LLMs Are Redefining What’s Possible
COPC highlighted the rapid evolution of large language models — the foundation of next-generation AI.
Their growth is pushing organisations toward:
- Agent-assist copilots
- Automated summarisation
- Intent detection
- Knowledge orchestration
- Smarter escalation
- Predictive service recovery
But again, the laundry case proves that AI can’t compensate for broken processes.
Cost Models Must Shift: From Cost Per Contact to Cost Per Customer
COPC emphasised that traditional “cost per interaction” models ignore the reality of digital behaviour, where contact volume grows as friction decreases.
The real metric should focus on:
- Cost per customer
- Cost per subscription
- Cost per installed base
- Cost to resolve the end-to-end journey
The laundry case showed how expensive unresolved journeys can become — not just financially, but reputationally.
The Updated COPC CX Standard Makes Accountability Non-Negotiable
The new COPC CX Standard R7.0 reinforces four pillars:
Leadership & Planning
- Direction-setting
- Target alignment
Processes
- Journey mapping
- Capacity planning
- Governance across digital + human channels
People
- Hiring, training, coaching
- Attrition reduction
- EX + CX alignment
Performance
- CX outcomes
- Cost-to-serve
- Channel performance
- Support metrics
This framework would have prevented nearly every breakdown in the laundry example.

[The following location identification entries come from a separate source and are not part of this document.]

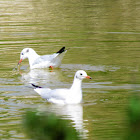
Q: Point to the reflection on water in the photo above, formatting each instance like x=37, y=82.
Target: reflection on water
x=103, y=40
x=72, y=112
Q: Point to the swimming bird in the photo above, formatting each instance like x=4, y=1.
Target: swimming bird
x=44, y=61
x=73, y=95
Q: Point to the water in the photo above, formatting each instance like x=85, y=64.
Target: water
x=103, y=37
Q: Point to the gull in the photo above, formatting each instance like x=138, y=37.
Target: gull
x=73, y=95
x=44, y=61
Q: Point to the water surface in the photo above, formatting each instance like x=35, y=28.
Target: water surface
x=103, y=37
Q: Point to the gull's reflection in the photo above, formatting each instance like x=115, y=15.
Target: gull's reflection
x=72, y=112
x=41, y=75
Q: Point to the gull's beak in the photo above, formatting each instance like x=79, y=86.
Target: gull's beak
x=20, y=61
x=88, y=77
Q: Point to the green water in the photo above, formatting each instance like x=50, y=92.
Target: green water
x=104, y=40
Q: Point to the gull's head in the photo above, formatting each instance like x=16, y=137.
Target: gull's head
x=81, y=74
x=25, y=53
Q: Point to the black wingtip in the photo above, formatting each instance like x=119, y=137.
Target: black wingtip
x=36, y=86
x=61, y=50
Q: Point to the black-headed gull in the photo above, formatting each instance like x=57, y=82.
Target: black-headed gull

Quality Must Be Split Into Three Distinct Functions
COPC urged organisations to separate:
- Business insights
- Business intelligence
- Agent performance/coaching
When quality is blended into one bucket, the real issues — like missing vendor oversight or systemic callback failures — never surface.
The Real Lesson: AI Doesn’t Fix CX. CX Fixes AI.
The laundry case study wasn’t just a cautionary tale — it was a microcosm of the broader challenges facing our industry.
It proved that:
- A digital interface doesn’t guarantee a digital experience
- AI without context creates friction
- Escalations without ownership create churn
- Vendors without governance create risk
- And journeys without accountability create complaints
For organisations in Aotearoa, and across APAC, the message from COPC is clear:
AI + People + Process = Sustainable CX
AI – People – Process = Escalation and attrition
The future belongs to organisations that design technology around real human journeys — not the other way around.